The 32-year-old British transplant found his way into City Hall after working on Mayor Michael Nutter’s 2008 campaign, and after a high-profile stint as special assistant to the mayor, Butler landed in the Commerce Department, where he became a familiar face on the tech-scene circuit. (His trademark red hair and British accent made him hard to miss.)
He wasn’t drawn to startups because of their sexiness. No, Butler, like any true urbanist, was interested in them because they were changing the city — that’s what he cared about.
Now, as Nutter leaves office, Butler is becoming a full-fledged member of the Philly tech scene. He’s joining Curalate, where he’ll be the Center City visual analytics company’s strategy and operations manager. Curalate CEO Apu Gupta says Butler will work on projects that “involve growing our brand, our presence, our talent, and our customer base.”
Curalate is one of the startups Butler got to know during his nearly three years as the chief of staff to Commerce Director Alan Greenberger.
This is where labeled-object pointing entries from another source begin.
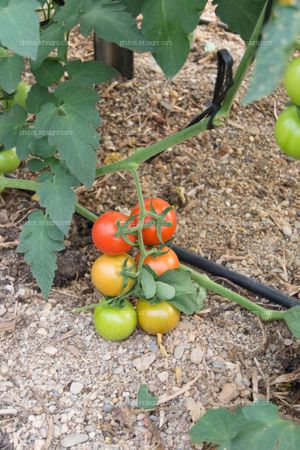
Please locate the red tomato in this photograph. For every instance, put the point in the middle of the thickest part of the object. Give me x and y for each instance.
(104, 230)
(161, 263)
(168, 224)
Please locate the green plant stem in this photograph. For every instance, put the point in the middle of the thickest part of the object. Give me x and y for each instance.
(142, 216)
(15, 183)
(204, 281)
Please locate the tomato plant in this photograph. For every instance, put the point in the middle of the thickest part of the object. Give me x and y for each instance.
(115, 323)
(20, 96)
(9, 161)
(104, 233)
(163, 262)
(292, 81)
(157, 318)
(287, 131)
(108, 274)
(157, 230)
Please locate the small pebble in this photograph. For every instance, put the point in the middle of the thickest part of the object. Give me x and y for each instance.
(51, 350)
(179, 351)
(108, 408)
(197, 355)
(76, 387)
(74, 439)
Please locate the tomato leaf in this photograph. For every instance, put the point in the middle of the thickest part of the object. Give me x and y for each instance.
(257, 426)
(49, 72)
(39, 240)
(58, 197)
(188, 297)
(278, 38)
(164, 291)
(148, 284)
(72, 128)
(37, 97)
(145, 399)
(51, 37)
(169, 24)
(11, 69)
(109, 20)
(19, 27)
(292, 319)
(240, 15)
(89, 72)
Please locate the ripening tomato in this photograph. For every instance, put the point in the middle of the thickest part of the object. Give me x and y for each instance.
(107, 274)
(157, 318)
(161, 263)
(168, 224)
(287, 132)
(115, 323)
(292, 81)
(104, 230)
(1, 189)
(9, 160)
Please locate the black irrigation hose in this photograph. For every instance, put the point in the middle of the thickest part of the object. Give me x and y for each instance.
(240, 280)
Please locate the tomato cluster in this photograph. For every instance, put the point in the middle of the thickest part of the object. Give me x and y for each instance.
(287, 128)
(115, 272)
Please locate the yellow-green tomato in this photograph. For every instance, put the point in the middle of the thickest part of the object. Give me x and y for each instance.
(107, 274)
(1, 189)
(292, 81)
(287, 131)
(20, 96)
(9, 160)
(115, 323)
(157, 318)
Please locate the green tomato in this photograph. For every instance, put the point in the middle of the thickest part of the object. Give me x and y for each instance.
(20, 96)
(115, 324)
(1, 189)
(292, 81)
(287, 132)
(9, 160)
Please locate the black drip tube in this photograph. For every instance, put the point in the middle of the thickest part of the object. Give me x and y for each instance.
(240, 280)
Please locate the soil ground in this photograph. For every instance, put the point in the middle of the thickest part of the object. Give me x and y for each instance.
(237, 200)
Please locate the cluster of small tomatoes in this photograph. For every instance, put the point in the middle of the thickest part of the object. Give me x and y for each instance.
(287, 128)
(115, 272)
Greenberger and Nutter cut the ribbon on Curalate’s new office two years ago. (Greenberger is also leaving City Hall. Butler tells us Greenberger is mulling his next move but will take some time off, for now.)
Curalate’s Gupta said Butler’s hire points to the fact that the company is once again in a position to hire generalists.
“When we first started,” Gupta wrote in an email, “the founding team acted like generalists — wearing many hats to get the job done. As Curalate grew, we increasingly invested in specialists — people who kill it along specific dimensions. Now that we’ve gotten to our size and scale, we’re finding that it makes sense to bring on a couple of generalists once again.”
Said Gupta: “In short, he’s raw horsepower that will accelerate our growth.”
Curalate employs 111 right now, with 50 in Center City, 49 in New York and 12 in Seattle, said Curalate spokesman Brendan Lowry.
It’s a role Butler had been discussing with Gupta since the fall, Butler told us in a phone interview last week. When we spoke, Butler had just gotten back from England, where he was on a brief holiday, and was now “squatting” in someone else’s office (his words, not ours) — his replacement had already moved in.
“I’m just trying to pack up my office,” he said, adding that it was an “odd feeling” to come to the end of his time in city government.
He starts the new gig in February. In the mean time, he’ll keep trying to fight off his Philly accent.